GL – Eu comecei no Jornal do Carro, do Jornal da Tarde, mas também acabei migrando para a internet. Tornei-me editor de um site chamado Carsale, que era metade do UOL e metade do Pacifico Paoli, ex-superintendente da Fiat. Fiquei dois anos lá. Acontece que o Juan Ocerin era fã do Carsale. Eu sempre gostei de segredos, trabalhava muito nisso. Sempre que o Carsale publicava uma matéria de segredo, o Juan imprimia e levava para o Marcus Vinicius Gasques, que era o diretor de redação de Autoesporte, dizendo que era disso que a revista precisava, que essas matérias davam audiência e repercussão, coisas desse tipo. Eu e o Gasques já nos conhecíamos da época do Jornal do Carro, tínhamos um bom relacionamento, e ele acabou me convidando para trabalhar na revista.

GL – Exatamente. E conseguimos revelar em primeira mão dois segredos mundiais, o Ford EcoSport e o Volkswagen Fox. Absolutamente todo mundo estava atrás desses dois carros, que eram os maiores segredos de então, guardados a sete chaves.

GL – No caso do EcoSport, que até então chamávamos de Amazon, o nome do projeto, eu consegui a informação de que o carro estava rodando em testes no Campo de Provas da Ford em Tatuí, no interior de São Paulo. Mas o único jeito de fotografá-lo era de helicóptero, o que custava uma fortuna. Falamos com a direção da Editora Globo e eles toparam, mas era um risco, poderia ser que não desse em nada. Chamamos o Oswaldo Palermo, fotógrafo com experiência nesse tipo de matéria, e deu certo, conseguimos pegar o carro. A repercussão foi gigantesca, também porque fizeram uma propaganda mostrando a capa da revista no intervalo do Jornal Nacional. O resultado foi que a venda da edição daquele mês, agosto de 2002, chegou a quase o triplo do normal. Os diretores da Editora Globo adoraram e falaram: é isso aí, queremos mais.

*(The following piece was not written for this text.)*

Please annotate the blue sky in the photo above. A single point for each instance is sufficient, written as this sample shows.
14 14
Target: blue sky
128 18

GL – Antes conseguimos também pegar o Polo Sedan, que eu soube que estava rodando em testes na fábrica de motores da Volkswagen, em Taubaté (SP). Fizemos outra vez o esquema do helicóptero e conseguimos de novo. Aí as vendas triplicaram de vez. O Fox, que também chamávamos até aquele momento de Tupi, apelido do projeto, foi o que deu mais trabalho. O pessoal da Volkswagen sabia que estávamos atrás do carro, não só nós como a imprensa automotiva inteira, e tentava nos desestimular dizendo “nem adianta procurar que vocês não vão achar”. Foram dois meses caçando o carro, o fotógrafo e o auxiliar de testes rodaram 10 mil quilômetros atrás dele, várias tentativas foram frustradas. No fim, conseguimos encontrá-lo no interior de Minas Gerais. Sinceramente, a projeção publicada não ficou muito boa, porque o segredo era tão grande que ficamos com medo de contratar alguém de fora para fazer o desenho e a informação vazar para alguma revista concorrente. Pouquíssimas pessoas sabiam que tínhamos conseguido as fotos do carro camuflado — e tinha que ser assim —, então acabamos usando alguém da arte da Editora Globo para fazer a projeção. As ferramentas de edição de imagem não eram tão desenvolvidas como hoje, mas o furo em si, o fato de conseguirmos pegar o carro, que era o mais importante, estava lá.

GL – Sim, pode-se dizer que a revista não só tirou o pescoço para fora do buraco como ganhou respeito. Passamos a trabalhar em uma nova configuração editorial. Usávamos muito referências de revistas europeias; e algumas editorias, como as de automobilismo e turismo, perderam espaço, enquanto outras, como Qual Comprar e Área Restrita, nasceram. Fizemos também grandes entrevistas com executivos da indústria automobilística. Uma das principais foi com Carlos Ghosn, o brasileiro que era presidente da Nissan no Japão. Autoesporte passou a ter um estilo mais “quente”, ficou menos dirigida a entusiastas e mais a temas de mercado, ganhou uma pegada sem tanto “tecniquês”. Investimos muito no editorial: queríamos melhorar os textos, fazer coisas diferentes, mais inspiradas, e fotos com maior plástica. O resultado foi que as vendas, tanto em banca quanto assinaturas, explodiram, chegando a níveis de praticamente cinco vezes mais do que no início dos anos 2000. Com esses números, iniciamos mais um ciclo de crescimento que nos ajudou ainda mais a aumentar e a rejuvenescer a equipe, investindo também no site e nas redes sociais de Autoesporte, o que ainda era algo pouco explorado.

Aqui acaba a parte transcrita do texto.